Printer Friendly

Understanding identifiability in secondary health data.

Provincial administrative health records can be important sources of secondary health data for researchers. Not only do these data yield larger sample sizes, but they may also give information about health diagnoses that differ from self-report surveys (with neither being a true "gold standard"). Secondary data allow researchers to compare health across subgroups of the population, study patterns or risk factors over time and understand influences on disease that interact to produce complex effects that cannot be detected with other data. When combined with recent advances in computer technology and statistical methodology, secondary health data are a rich resource for potential research questions in a wide variety of fields. While some secondary data are released in a form that is publicly accessible, most researchers must request access to these data through data custodians in addition to going through a process of ethics review. In Canada, these secondary health data custodians typically include hospitals and provincial health ministries governed by provincial and federal privacy legislation. This legislation is often specific to health data, (1) and in the case of provincial legislation, usually covers multiple intraprovincial jurisdictions. (2) While there are national guiding principles for research ethics boards to determine ethical use of secondary data, (3,4) there are few national guidelines for data custodians to follow when assessing the suitability of releasing data for research. Part of this may be due to differences in provincial privacy legislation, (5) however, the existence of national terms of reference for the use of secondary health data (6) suggests a widespread acknowledgement of a need for national standards.

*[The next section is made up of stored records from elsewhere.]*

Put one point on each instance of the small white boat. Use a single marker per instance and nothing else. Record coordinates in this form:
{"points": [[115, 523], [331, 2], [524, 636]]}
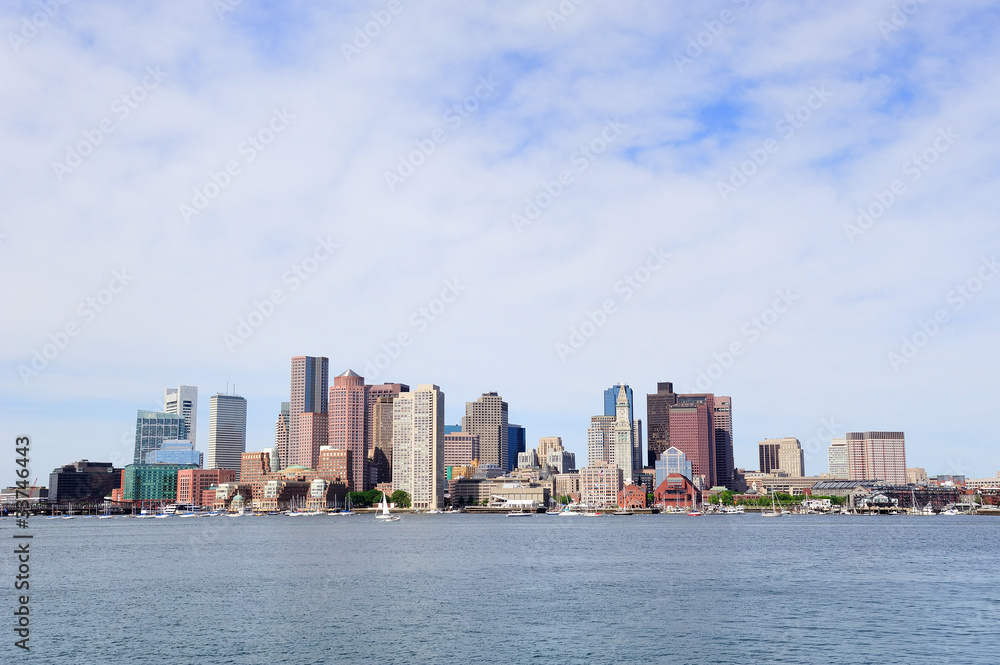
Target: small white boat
{"points": [[385, 514]]}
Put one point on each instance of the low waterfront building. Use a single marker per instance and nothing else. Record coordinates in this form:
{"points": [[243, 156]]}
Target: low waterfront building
{"points": [[83, 482], [567, 484], [151, 482], [632, 496], [174, 451], [676, 491]]}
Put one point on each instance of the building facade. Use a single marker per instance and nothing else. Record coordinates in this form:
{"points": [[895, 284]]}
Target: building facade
{"points": [[152, 428], [83, 482], [838, 460], [227, 431], [307, 413], [183, 401], [418, 446], [877, 456], [782, 455], [379, 430], [516, 444], [600, 483], [658, 420], [460, 449], [347, 416], [487, 418], [692, 431]]}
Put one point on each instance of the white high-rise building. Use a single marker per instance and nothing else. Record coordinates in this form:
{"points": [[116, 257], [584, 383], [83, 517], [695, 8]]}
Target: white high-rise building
{"points": [[487, 418], [837, 455], [418, 446], [623, 451], [183, 401], [227, 431]]}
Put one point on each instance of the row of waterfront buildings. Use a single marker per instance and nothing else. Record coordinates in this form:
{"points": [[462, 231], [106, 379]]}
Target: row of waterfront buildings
{"points": [[351, 436]]}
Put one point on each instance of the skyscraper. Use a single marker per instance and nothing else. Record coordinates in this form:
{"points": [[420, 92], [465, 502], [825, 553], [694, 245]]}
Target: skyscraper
{"points": [[307, 418], [281, 437], [152, 428], [658, 420], [347, 415], [611, 401], [623, 435], [379, 427], [487, 418], [838, 458], [722, 420], [692, 432], [183, 401], [877, 456], [227, 431], [418, 446], [516, 444], [782, 455]]}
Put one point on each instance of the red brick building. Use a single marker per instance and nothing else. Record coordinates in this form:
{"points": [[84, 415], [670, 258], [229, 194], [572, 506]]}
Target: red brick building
{"points": [[632, 496], [676, 491]]}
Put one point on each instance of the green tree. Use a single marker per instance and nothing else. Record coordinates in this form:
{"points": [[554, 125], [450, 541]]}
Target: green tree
{"points": [[400, 498]]}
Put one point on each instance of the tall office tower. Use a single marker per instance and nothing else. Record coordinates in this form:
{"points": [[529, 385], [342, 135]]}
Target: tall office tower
{"points": [[782, 455], [487, 418], [611, 401], [379, 427], [152, 428], [227, 431], [600, 439], [347, 415], [658, 420], [307, 414], [692, 432], [516, 444], [623, 436], [418, 446], [281, 437], [722, 420], [183, 401], [837, 456], [637, 444], [546, 444], [877, 456]]}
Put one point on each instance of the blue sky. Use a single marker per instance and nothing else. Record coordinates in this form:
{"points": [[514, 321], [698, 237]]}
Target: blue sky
{"points": [[656, 140]]}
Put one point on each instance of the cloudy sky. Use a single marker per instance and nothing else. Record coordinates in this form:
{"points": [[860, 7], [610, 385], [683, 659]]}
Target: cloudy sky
{"points": [[788, 203]]}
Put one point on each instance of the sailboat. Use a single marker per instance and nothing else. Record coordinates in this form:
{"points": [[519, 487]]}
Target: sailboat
{"points": [[774, 509], [385, 514]]}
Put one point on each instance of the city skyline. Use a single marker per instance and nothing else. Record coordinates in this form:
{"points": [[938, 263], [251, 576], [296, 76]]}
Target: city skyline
{"points": [[792, 210]]}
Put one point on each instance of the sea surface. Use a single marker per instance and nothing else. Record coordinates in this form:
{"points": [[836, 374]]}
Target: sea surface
{"points": [[492, 589]]}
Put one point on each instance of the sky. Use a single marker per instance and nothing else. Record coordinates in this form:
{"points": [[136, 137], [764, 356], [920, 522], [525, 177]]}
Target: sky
{"points": [[787, 203]]}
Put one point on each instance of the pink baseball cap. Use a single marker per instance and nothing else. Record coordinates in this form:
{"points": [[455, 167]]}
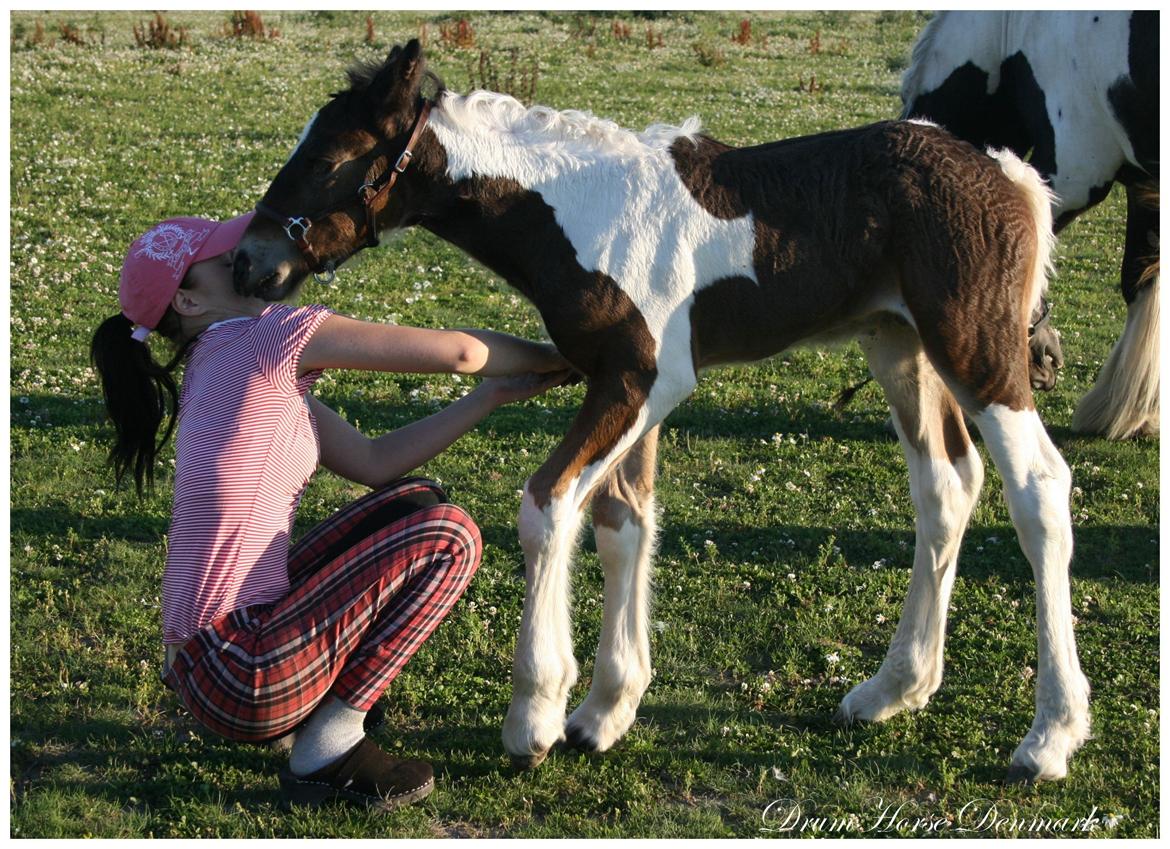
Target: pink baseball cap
{"points": [[158, 260]]}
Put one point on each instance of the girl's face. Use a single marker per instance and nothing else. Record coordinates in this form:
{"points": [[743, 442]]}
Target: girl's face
{"points": [[208, 284]]}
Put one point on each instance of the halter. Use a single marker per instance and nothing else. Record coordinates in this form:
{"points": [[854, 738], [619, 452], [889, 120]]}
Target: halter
{"points": [[296, 227]]}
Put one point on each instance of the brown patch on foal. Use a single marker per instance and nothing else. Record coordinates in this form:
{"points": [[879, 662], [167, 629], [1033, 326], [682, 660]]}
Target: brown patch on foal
{"points": [[593, 323], [625, 492], [839, 213]]}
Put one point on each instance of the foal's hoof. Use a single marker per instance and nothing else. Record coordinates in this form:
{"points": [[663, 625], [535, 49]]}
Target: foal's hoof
{"points": [[528, 761], [579, 739], [845, 719], [1020, 774]]}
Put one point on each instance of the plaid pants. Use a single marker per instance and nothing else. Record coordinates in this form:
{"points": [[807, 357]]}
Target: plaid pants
{"points": [[369, 586]]}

Recently, we made an application to a data custodian outside our province of residence for access to small area cancer data. Our interest was in analyzing municipality-level incidence of several types of cancer for persons 65 years of age and older. In our request, the only attributes associated with each observation were year and municipality of residence. While the data we requested were temporally and geographically aggregated, small populations made it possible that some municipalities would have fewer than 5 cancer cases in some years. The data custodian refused our request on the grounds that they did not release aggregate data with such small counts. Their primary stated concern was the identifiability of individual stakeholders.

According to the Tri-Council Policy Statement on Ethical Conduct for Research Involving Humans (TCPS), the use of secondary data with identifying information requires ethical scrutiny ensuring, among other things, that the identifying data are necessary for research and that the privacy of participants will be protected. (3) Unfortunately, there has been insufficient clarity or formal discussion in Canada about when the disclosure of secondary health data meets the criterion of identifiability, or more importantly, whether or not identifiability is always a reasonable cause for privacy and confidentiality concern. This is a serious challenge to conducting national-level research using secondary health data, which already confronts the problem of navigating different provincial privacy laws (2) and variations in the application of ethical guidelines. (7)

Identifiability versus self-identification

Identifiable data are data that contain detail sufficient to identify a single individual, exclusive from any other individual, with a high degree of certainty. Unique or direct identifiers (such as social insurance numbers) are highly identifiable, since the probability that two people have the same number is very low (and in fact only possible through error or fraud). A quasi-identifier is a combination of attributes in a data set (such as age, sex and postal code) that are not independently identifiable, but together make persons identifiable either directly, or through linkage to another source of data. (8) Importantly, while identifiability and privacy are related concepts, identifiable data are a privacy concern only when they are linked or linkable to other information that could be considered private, sensitive or that contribute to the identification of an individual. A list of social insurance numbers by themselves does not represent a disclosure of private information; indeed, such a list can be generated randomly. Were the list to also include corresponding names and birth dates, public disclosure of such data could be used to cause serious harm. This illustrates an important distinction between identifiability and self-identification; some data contain sufficient information for individuals to identify themselves while at the same time remaining anonymous to the general population. A person who identifies their own social insurance number from a list of social insurance numbers may self-identify, but remains unidentifiable to anyone else looking at the list. Similarly, the public disclosure of a single case of a rare illness in a small community does not publicly disclose the identity of the case, but the individual diagnosed, his or her family, and the health care providers involved would likely know to whom the case referred.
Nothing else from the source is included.